The Act reads in part: When any Indian child, . . . who is under age eighteen and is either (a) a member of an Indian tribe or (b) is eligible for membership in an Indian tribe," is involved in a "custody proceeding," which includes foster care placement, termination of parental rights, preadoptive placement, the Act controls the proceedings
The Act requires a petitioner in such cases to file notice of the petition with the Indian tribe or other specified agency or person.
The respondent, in an affidavit attached to his Motion to Dismiss, claims to be a member of the Ojibuay North American Tribe. He claims that on the basis of his membership in the Ojibuay Tribe Elizabeth also is eligible for membership. The petitioner has also submitted an affidavit attached to his brief in which it is alleged that the respondent is a member of the West Bay, Ontario Canada North American Indian Ojibuay Tribe. The respondent also testified before this court that he was born and raised in Canada.

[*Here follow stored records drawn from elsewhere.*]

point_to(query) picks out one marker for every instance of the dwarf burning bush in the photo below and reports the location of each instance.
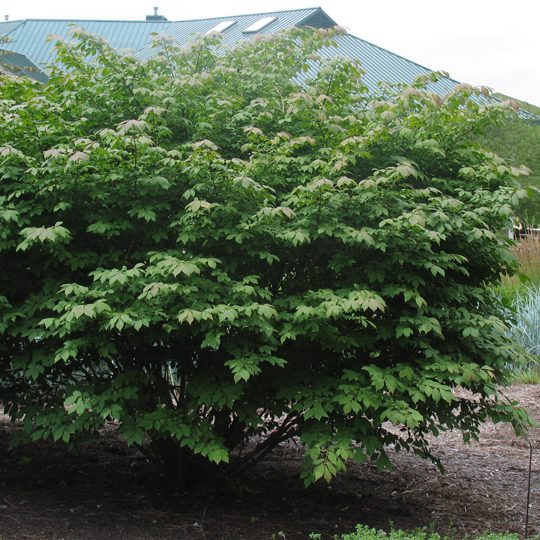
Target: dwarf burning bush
(207, 251)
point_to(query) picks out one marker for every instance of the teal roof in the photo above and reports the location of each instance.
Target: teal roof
(184, 31)
(28, 39)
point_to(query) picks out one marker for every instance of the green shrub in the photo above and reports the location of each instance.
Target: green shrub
(204, 250)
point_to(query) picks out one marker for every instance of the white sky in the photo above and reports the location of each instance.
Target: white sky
(491, 42)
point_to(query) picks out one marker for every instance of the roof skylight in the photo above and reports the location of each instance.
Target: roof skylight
(221, 27)
(260, 24)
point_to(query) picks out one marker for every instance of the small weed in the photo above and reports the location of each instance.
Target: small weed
(529, 375)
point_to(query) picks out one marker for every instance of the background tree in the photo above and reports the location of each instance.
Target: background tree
(518, 141)
(205, 250)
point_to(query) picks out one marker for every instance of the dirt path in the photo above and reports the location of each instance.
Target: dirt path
(110, 492)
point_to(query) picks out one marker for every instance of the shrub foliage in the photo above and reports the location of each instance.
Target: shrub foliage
(205, 250)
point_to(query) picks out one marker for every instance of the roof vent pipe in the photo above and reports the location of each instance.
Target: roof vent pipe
(155, 16)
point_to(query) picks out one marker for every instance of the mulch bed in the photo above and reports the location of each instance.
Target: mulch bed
(108, 491)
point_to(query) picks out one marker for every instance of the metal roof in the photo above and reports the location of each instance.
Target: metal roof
(18, 64)
(185, 31)
(28, 38)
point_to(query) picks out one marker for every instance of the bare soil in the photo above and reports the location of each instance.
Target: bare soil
(107, 491)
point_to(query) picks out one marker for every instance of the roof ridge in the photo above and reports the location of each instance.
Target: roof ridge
(248, 14)
(14, 26)
(84, 20)
(313, 9)
(399, 56)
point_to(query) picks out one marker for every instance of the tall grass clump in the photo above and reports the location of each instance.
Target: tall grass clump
(527, 251)
(525, 329)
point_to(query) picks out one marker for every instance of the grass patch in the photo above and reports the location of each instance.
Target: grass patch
(527, 250)
(365, 533)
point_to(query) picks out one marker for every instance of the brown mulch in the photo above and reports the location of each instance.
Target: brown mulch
(108, 491)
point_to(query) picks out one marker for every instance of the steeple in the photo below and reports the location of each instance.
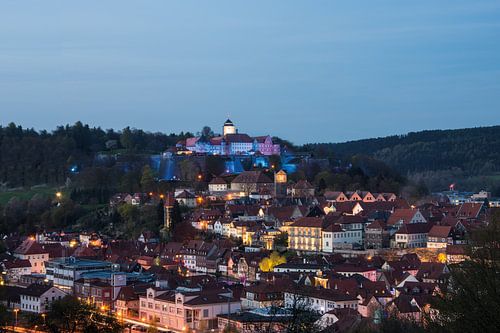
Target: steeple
(228, 127)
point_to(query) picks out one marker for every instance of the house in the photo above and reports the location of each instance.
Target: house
(439, 237)
(332, 196)
(318, 299)
(412, 235)
(455, 254)
(186, 198)
(37, 298)
(127, 302)
(15, 268)
(188, 309)
(302, 189)
(305, 234)
(257, 320)
(232, 143)
(63, 272)
(262, 295)
(405, 216)
(434, 272)
(32, 251)
(470, 211)
(249, 182)
(376, 235)
(348, 270)
(410, 307)
(217, 185)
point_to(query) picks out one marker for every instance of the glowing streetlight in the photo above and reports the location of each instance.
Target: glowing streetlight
(15, 312)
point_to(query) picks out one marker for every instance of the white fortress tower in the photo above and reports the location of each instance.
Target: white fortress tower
(228, 128)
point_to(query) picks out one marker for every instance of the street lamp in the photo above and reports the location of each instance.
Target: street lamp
(15, 312)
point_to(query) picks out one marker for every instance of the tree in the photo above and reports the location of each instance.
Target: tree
(147, 179)
(281, 240)
(471, 302)
(126, 139)
(5, 317)
(267, 264)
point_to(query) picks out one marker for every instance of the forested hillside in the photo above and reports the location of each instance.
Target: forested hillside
(29, 157)
(469, 157)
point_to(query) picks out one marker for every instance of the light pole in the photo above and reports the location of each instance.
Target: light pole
(15, 312)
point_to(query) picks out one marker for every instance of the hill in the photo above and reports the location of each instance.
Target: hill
(469, 157)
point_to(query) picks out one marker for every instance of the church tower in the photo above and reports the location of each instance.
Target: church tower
(168, 206)
(280, 183)
(228, 128)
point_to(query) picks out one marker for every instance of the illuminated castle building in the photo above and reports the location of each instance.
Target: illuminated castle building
(233, 143)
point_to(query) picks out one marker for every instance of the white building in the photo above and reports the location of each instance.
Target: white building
(319, 300)
(217, 186)
(38, 297)
(63, 272)
(186, 309)
(31, 250)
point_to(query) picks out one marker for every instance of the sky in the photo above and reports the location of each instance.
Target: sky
(307, 71)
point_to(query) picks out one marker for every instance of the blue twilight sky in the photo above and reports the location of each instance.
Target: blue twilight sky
(308, 71)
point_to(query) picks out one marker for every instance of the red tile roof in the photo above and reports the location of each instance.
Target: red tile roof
(313, 222)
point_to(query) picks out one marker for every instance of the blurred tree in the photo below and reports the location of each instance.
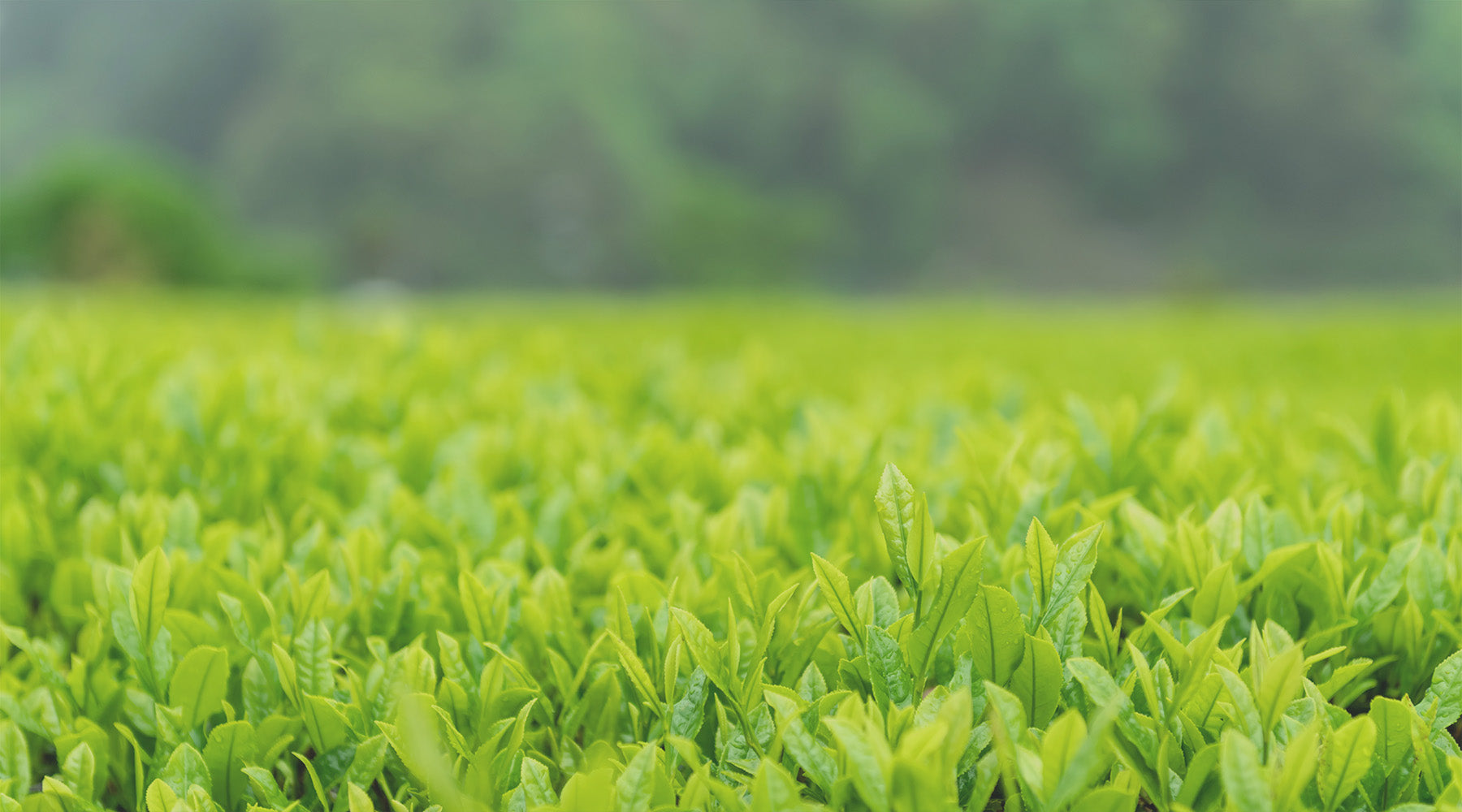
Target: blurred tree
(862, 145)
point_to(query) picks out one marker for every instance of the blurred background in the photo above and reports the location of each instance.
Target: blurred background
(1136, 146)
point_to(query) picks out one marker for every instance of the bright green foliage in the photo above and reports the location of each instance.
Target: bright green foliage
(354, 558)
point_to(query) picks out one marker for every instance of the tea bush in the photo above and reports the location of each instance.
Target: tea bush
(614, 555)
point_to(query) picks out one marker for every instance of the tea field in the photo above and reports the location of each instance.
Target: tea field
(638, 555)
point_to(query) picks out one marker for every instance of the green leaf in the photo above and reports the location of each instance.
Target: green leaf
(151, 586)
(80, 770)
(958, 587)
(15, 755)
(1392, 720)
(1040, 558)
(1244, 777)
(997, 634)
(772, 789)
(312, 660)
(705, 652)
(891, 676)
(199, 685)
(895, 508)
(867, 762)
(1037, 681)
(186, 768)
(1075, 561)
(265, 788)
(1344, 760)
(230, 746)
(636, 786)
(1445, 694)
(833, 586)
(1279, 685)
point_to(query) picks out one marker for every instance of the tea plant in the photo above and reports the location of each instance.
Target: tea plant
(278, 557)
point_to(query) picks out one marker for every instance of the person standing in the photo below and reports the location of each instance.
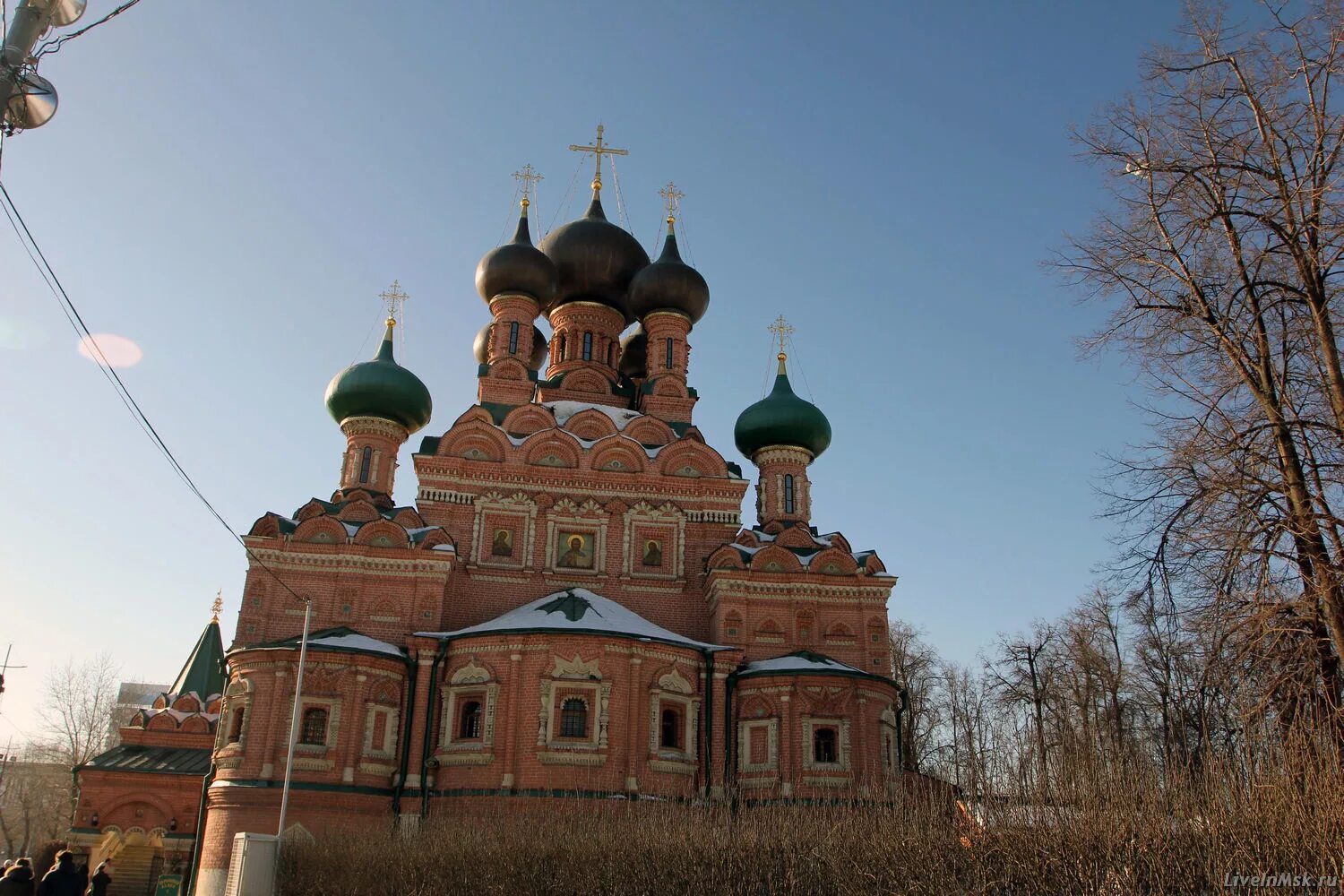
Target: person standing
(101, 879)
(62, 880)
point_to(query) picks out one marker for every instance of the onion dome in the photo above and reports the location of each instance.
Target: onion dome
(381, 387)
(481, 347)
(634, 354)
(596, 261)
(516, 268)
(669, 284)
(782, 418)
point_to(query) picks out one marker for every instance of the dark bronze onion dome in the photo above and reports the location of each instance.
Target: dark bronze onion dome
(481, 347)
(782, 418)
(634, 354)
(669, 284)
(518, 268)
(381, 387)
(596, 261)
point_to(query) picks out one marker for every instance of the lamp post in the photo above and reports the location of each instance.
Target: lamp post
(293, 727)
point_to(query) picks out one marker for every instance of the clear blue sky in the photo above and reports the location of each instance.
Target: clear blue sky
(233, 191)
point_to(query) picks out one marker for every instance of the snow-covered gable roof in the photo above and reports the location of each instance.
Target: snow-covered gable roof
(578, 611)
(803, 662)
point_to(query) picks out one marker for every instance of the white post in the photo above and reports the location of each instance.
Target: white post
(293, 726)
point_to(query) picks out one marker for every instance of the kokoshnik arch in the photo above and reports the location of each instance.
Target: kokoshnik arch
(572, 607)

The petitioner points out in her brief that the Act defines "Indian Tribe" as follows: "Indian tribe means any tribe, band, nation or other organized group or community of Indians recognized as eligible for the services provided to Indians by the Secretary because of their status as Indians . . ."
Petitioner points out in Exhibits A and B appended to her brief that the Ojibuay tribe is not among the group of tribes listed by the Bureau of Indian Affairs as being eligible for services and that the Canadian tribes to not qualify under the Indian Child Welfare Act (I.C.W.A.). In addition, courts in two other jurisdictions have ruled that the provisions of the Indian Child Welfare Act do not apply to a Canadian Indian. In Re Wanomi P.,
The Court's file concerning prior proceedings involving this child, of which the Court takes judicial notice, reflects the fact that the respondent did not raise the issue of the applicability of the I.C.W.A. in the original neglect/uncared for petitions wherein he was present and represented by counsel. Elizabeth was committed to the custody of DCYS with the approval and upon agreement of the respondent in April 1989. He is therefore estopped from raising that issue at this time with respect to the uncared for adjudication and commitment or the extension of that commitment.
Finally, the Court notes that contained within its file a copy of a certified birth notice from the Connecticut Department of Health Services for Elizabeth I. That certificate does not list a biological father. Indeed, there is no evidence before the Court from it can conclude that the respondent is the biological father of Elizabeth.
The court is not persuaded by the evidence that Elizabeth is an Indian child, or that she eligible for tribal membership. Furthermore, the Court finds that because father is a Canadian Indian the Act does not apply to him. Consequently, for the reasons stated, the motion to dismiss is denied. CT Page 2813
Dated at Montville this 5th day of October, 1990.